4.5.5. Het hof is derhalve van oordeel dat de rechtbank terecht heeft geconcludeerd dat het verzoek van de vrouw tot beëindiging van het gezamenlijk gezag dient te worden toegewezen. Het hof acht de omstandigheden zodanig gewijzigd dat het niet in het belang van de kinderen is dat het gezamenlijk gezag wordt voorgezet. De voortschrijdende impact die de gedragingen van de man op de kinderen heeft (gehad), en - vooral bij [B.] - de verergering hiervan, de emotionele- en gedragsproblemen die zij daarvan ondervinden alsmede het feit dat zij zeer expliciet zijn in hun wens om geen contact met de man te willen hebben, vormen de basis voor deze conclusie. Er moet naar het oordeel van het hof in het belang van de kinderen ernstig rekening worden gehouden met het feit dat het voor de kinderen onverteerbaar is, dat de man, indien hij het gezag over hen uitoefent, (juridisch) zeggenschap over hen heeft. De vraag of er al dan niet sprake is van een dreiging dat de kinderen klem zullen geraken tussen de man en de vrouw door het ontbreken van communicatie tussen hen, doet zich in deze situatie naar het oordeel van het hof niet voor nu er sprake is van een volstrekte disloyaliteit van de kinderen jegens de man, maar doet ook niet ter zake gelet op het voorgaande en het navolgende. Voorts is het hof van oordeel dat van de vrouw, gelet op het feit dat hij haar en de kinderen meermalen met de dood heeft bedreigd, in redelijkheid niet gevergd kan worden dat zij samen met de man dient te beslissen over zaken die de kinderen betreffen, nu zij nog zeer angstig voor hem is en de man de bedreigingen bagatelliseert en de aanleiding hiervoor buiten zichzelf zoekt.

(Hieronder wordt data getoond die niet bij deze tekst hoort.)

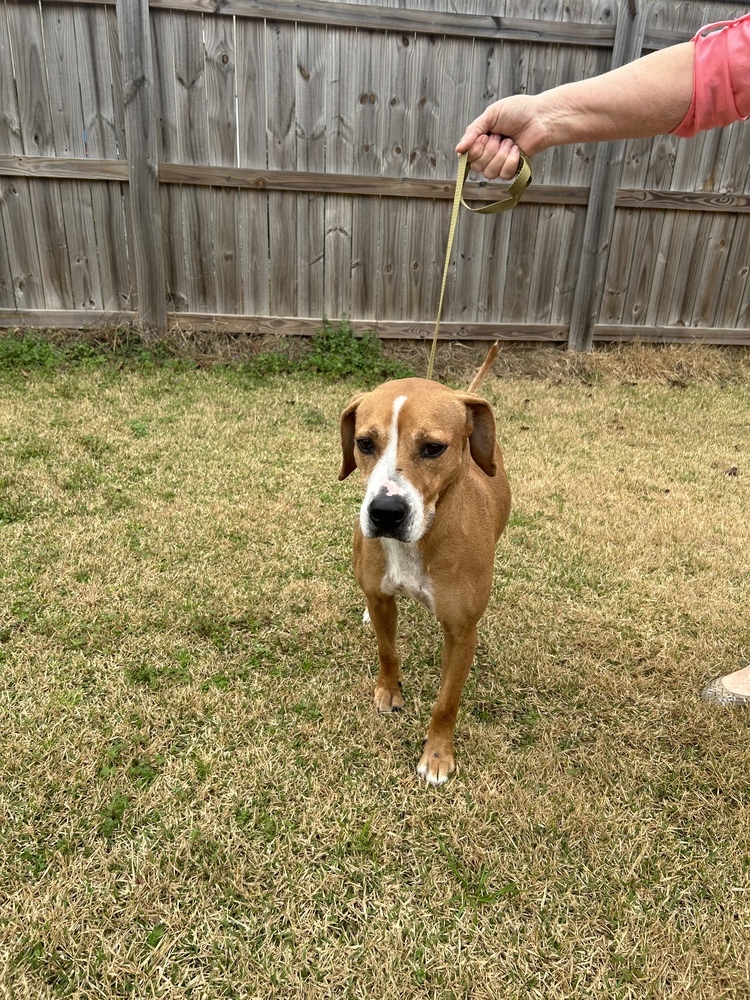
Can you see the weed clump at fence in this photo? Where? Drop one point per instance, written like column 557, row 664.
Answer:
column 337, row 352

4.5.6. Gezien het voorgaande besluit het hof tot bekrachtiging van de beschikking van de rechtbank.
5. De beslissing
Het hof:
bekrachtigt de beschikking van de rechtbank ’s-Hertogenbosch van 15 december 2006;
verzoekt de griffier krachtens het bepaalde in het Besluit Gezagsregisters een afschrift van deze uitspraak toe te zenden aan de griffier van de rechtbank Breda zodra deze uitspraak in kracht van gewijsde is gegaan.
Deze beschikking is gegeven door mrs. Smeenk - Van der Weijden, Everaars - Katerberg en De Groot en uitgesproken ter openbare terechtzitting van dit hof van 11 juni 2007 in tegenwoordigheid van de griffier.